The WHEELWRIGHT network of George Starr had no wireless operator to contact London and relied on help from the neighbouring PRUNUS circuit.

In April 1943, Pertschuk was given a mission to blow up the Toulouse gunpowder factory at Empalot. SOE arranged for him meet a foreman working there, Robert Moog, who turned out to be a double agent working for the Abwehr. On 12 April the SD arrested Pertschuk, Bloom, and 14 of their key colleagues, and the network collapsed, though de Gunzbourg escaped and transferred to the WHEELWRIGHT network.

Robert Moog then went on to arrest many key members of the Gilbert circuit, and worked closely with Klaus Barbie in Lyon in planning the arrest of the iconic leader of the National Council of the Resistance, Jean Moulin.
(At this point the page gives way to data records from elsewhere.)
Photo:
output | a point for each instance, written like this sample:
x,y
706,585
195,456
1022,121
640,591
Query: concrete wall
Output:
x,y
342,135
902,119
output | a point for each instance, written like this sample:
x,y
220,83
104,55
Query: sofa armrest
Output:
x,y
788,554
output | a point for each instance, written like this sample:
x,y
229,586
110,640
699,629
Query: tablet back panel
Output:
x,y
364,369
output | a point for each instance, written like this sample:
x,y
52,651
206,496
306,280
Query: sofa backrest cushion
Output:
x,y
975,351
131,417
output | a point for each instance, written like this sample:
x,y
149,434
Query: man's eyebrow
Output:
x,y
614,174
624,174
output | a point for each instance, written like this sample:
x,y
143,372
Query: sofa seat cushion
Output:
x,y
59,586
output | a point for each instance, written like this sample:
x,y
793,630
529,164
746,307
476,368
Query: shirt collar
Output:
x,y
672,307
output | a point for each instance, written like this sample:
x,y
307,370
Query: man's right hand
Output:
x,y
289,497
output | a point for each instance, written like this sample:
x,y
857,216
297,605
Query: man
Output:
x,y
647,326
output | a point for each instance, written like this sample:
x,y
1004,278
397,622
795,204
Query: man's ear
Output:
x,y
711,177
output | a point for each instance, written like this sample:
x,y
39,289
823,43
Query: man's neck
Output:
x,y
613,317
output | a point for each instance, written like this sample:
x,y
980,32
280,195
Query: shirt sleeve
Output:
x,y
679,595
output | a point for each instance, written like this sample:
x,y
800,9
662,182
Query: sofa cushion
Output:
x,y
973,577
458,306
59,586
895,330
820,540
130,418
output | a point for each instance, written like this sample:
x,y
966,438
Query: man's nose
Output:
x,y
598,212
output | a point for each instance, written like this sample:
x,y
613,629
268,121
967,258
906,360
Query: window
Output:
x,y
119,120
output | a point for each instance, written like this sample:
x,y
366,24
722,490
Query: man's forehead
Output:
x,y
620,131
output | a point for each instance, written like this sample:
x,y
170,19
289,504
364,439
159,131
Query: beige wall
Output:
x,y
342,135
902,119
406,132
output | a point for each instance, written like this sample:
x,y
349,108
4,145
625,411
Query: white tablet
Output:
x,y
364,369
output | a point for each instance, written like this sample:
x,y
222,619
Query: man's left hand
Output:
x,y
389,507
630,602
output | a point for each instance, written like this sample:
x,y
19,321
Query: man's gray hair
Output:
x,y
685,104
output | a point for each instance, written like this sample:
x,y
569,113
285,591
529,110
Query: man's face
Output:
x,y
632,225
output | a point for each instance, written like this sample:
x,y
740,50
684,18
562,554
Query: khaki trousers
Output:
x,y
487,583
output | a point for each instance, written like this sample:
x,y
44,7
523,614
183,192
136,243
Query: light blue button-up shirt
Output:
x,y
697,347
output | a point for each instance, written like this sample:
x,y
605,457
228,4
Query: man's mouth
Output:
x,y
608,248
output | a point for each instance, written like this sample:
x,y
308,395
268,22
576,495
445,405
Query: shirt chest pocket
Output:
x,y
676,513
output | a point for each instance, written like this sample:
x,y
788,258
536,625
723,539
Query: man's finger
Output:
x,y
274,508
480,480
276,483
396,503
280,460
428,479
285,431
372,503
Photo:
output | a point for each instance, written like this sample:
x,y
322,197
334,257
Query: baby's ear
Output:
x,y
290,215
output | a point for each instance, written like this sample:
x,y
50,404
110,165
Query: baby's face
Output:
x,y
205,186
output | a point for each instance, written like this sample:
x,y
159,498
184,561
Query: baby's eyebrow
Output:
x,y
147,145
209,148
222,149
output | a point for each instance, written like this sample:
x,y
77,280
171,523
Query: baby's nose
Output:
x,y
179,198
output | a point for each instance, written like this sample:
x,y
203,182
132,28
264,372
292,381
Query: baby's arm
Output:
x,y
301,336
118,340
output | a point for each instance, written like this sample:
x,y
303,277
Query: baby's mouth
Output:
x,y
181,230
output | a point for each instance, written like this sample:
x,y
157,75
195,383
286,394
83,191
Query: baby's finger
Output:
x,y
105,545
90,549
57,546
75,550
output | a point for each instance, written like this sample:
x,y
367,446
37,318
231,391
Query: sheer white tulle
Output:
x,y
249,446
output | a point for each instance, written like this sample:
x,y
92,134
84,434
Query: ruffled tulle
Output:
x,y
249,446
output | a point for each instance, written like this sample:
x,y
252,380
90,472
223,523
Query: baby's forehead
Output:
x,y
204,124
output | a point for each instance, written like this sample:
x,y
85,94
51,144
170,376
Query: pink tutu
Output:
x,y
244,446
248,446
Pertschuk was deported to Buchenwald, where he wrote a book of lyrical poetry he called "Leaves of Buchenwald."

== Death ==
He was executed on 29 March 1945, at age 23, thirteen days before the liberation of the camp. His poems were rescued by comrades, who published them in 1946 and again in 2003.

== Recognition ==

=== Awards ===

- United Kingdom: MBE
- France: Chevalier de la Légion d’honneur, Croix de guerre 1939-1945.

=== Monuments ===

- He is honoured at The Valençay SOE Memorial, Indre, as one of the 104 agents of section F who lost their lives for France’s liberation.
- Brookwood Memorial, Surrey, panel 22 column 1.
- A plaque at Buchenwald camp honours the memory of allied officers in Block 17 who were murdered between September 1944 and March 1945, including twenty SOE agents, including "Pertschuk, Lt. M.".